You are viewing a plain text version of this content. The canonical link for it is here.
Posted to dev@hive.apache.org by Szehon Ho <sz...@cloudera.com> on 2014/02/21 02:41:48 UTC
Re: Review Request 18254: HIVE-6375 Fix CTAS for parquet
-----------------------------------------------------------
This is an automatically generated e-mail. To reply, visit:
https://reviews.apache.org/r/18254/
-----------------------------------------------------------
(Updated Feb. 21, 2014, 1:41 a.m.)
Review request for hive.
Changes
-------
Changing the review name to match the JIRA name change.
Summary (updated)
-----------------
HIVE-6375 Fix CTAS for parquet
Bugs: HIVE-6375
https://issues.apache.org/jira/browse/HIVE-6375
Repository: hive-git
Description
-------
There is a Hive bug in SemanticAnalyzer that chooses different names for columns in the CreateTable task and the FileSink task. columnInfo.getInternalName() was used in one place, and fieldSchema still used columnInfo.getAlias() if it is available. This change makes both consistent, favoring columnInfo.getAlias if it is available.

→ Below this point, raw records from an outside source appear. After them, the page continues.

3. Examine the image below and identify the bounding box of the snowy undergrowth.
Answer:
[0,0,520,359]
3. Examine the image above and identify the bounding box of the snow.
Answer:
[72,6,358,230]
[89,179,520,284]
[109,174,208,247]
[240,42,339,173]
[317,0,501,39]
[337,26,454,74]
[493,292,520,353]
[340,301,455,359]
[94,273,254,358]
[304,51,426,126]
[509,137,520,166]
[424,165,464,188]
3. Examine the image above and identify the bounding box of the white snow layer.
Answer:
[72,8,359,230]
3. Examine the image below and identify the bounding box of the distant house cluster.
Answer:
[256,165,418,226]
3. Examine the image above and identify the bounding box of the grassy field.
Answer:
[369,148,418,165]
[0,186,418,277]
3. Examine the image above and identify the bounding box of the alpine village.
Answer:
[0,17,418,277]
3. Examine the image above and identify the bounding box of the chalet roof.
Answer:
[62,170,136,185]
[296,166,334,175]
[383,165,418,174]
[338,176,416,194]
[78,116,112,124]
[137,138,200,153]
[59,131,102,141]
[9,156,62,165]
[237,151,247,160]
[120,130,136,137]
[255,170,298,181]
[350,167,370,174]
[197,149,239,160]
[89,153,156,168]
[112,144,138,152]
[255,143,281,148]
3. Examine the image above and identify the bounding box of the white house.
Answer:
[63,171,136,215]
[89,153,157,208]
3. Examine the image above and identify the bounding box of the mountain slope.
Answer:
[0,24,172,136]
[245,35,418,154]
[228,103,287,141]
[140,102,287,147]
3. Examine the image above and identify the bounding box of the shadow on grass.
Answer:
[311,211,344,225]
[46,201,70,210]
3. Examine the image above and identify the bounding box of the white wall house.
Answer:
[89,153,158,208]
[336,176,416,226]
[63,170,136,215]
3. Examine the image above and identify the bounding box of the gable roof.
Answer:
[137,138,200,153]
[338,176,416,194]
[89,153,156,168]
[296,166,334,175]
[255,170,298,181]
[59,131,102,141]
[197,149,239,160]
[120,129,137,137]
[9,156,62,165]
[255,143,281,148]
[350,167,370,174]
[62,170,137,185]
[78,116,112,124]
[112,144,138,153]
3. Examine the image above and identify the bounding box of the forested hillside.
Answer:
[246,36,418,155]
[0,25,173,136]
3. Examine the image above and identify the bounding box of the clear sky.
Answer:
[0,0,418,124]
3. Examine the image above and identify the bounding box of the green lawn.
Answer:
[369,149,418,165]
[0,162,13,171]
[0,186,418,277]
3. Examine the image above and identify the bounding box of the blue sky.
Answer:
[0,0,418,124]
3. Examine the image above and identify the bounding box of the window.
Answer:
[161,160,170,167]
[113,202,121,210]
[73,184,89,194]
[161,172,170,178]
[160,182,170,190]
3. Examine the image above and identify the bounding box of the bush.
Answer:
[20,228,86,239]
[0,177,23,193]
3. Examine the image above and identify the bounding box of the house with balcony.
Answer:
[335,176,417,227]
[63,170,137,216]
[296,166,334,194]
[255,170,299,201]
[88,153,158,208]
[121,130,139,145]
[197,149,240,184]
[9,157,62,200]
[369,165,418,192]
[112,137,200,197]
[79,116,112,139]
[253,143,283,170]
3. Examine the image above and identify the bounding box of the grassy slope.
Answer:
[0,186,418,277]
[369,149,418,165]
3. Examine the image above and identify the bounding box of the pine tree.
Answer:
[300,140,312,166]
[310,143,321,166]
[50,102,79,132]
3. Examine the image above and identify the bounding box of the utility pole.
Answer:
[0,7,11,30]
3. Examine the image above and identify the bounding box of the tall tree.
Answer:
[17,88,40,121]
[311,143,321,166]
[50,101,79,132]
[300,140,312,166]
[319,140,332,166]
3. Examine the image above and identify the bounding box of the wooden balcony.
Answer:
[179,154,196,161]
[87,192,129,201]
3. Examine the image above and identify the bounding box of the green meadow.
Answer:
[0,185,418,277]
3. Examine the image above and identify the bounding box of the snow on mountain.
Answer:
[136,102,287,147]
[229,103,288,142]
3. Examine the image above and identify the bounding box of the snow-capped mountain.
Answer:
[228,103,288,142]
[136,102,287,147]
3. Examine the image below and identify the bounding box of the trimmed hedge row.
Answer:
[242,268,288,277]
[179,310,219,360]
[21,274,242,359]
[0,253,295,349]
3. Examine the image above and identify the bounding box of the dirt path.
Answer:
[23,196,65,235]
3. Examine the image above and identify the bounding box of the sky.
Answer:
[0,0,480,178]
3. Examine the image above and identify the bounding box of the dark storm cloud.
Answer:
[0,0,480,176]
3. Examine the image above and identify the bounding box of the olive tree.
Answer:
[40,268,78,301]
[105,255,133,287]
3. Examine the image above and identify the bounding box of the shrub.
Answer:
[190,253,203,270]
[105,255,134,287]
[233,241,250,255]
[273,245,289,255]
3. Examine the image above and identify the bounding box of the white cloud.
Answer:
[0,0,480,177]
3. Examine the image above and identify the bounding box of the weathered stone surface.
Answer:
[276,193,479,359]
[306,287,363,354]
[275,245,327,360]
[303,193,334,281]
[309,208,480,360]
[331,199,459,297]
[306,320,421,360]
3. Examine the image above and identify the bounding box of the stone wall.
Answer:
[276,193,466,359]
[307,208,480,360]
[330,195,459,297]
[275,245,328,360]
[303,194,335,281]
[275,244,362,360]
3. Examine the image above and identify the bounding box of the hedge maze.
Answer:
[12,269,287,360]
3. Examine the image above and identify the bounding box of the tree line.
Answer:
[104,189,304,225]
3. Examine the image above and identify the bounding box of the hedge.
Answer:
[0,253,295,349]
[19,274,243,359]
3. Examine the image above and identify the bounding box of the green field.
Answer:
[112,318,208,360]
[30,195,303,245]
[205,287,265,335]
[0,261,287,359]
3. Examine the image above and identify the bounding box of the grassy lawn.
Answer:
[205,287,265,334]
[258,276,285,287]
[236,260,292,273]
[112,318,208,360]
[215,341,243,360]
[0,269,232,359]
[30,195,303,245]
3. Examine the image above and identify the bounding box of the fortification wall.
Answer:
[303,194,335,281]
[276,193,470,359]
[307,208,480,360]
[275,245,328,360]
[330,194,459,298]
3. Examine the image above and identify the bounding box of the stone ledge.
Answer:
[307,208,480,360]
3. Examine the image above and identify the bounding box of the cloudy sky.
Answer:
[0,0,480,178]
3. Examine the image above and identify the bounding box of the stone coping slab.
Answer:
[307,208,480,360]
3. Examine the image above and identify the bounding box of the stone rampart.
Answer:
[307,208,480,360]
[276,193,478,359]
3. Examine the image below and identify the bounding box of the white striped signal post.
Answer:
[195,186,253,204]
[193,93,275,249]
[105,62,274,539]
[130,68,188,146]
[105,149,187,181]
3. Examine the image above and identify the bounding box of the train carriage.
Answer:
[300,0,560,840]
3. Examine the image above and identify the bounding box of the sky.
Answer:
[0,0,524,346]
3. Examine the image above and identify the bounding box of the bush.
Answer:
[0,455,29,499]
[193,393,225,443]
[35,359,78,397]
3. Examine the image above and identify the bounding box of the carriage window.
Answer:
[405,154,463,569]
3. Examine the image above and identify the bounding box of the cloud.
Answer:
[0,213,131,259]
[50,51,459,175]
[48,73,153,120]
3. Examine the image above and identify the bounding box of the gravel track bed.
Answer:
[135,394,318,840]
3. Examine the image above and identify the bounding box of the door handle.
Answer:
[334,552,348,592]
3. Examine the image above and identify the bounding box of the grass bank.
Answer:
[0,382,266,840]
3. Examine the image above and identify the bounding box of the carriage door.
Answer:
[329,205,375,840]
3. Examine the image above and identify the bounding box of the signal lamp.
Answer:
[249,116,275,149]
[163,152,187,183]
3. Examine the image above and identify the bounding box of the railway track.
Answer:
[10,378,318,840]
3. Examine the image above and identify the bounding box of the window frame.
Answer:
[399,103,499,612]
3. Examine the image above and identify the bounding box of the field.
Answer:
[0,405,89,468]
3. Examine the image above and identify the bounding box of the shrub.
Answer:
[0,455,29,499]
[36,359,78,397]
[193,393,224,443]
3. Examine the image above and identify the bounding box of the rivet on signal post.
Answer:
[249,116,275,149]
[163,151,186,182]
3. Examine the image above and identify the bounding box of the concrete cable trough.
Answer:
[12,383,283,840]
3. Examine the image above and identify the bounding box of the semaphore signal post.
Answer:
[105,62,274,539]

This is not revealed before because other file-formats like RcFile seem to use column-ordinal position, and Avro file stores the schema separately altogether.
Diffs
-----
ql/src/java/org/apache/hadoop/hive/ql/parse/SemanticAnalyzer.java a01aa0e
ql/src/test/queries/clientpositive/parquet_ctas.q PRE-CREATION
ql/src/test/results/clientpositive/ctas.q.out 9668855
ql/src/test/results/clientpositive/ctas_hadoop20.q.out 2c0059d
ql/src/test/results/clientpositive/merge3.q.out ae7dc71
ql/src/test/results/clientpositive/parquet_ctas.q.out PRE-CREATION
Diff: https://reviews.apache.org/r/18254/diff/
Testing
-------
Added parquet_ctas.q. Covers cases where column name is gotten directly from input table (implied alias), where name is auto-generated, where name is specified as alias, and a mix of the three.
Thanks,
Szehon Ho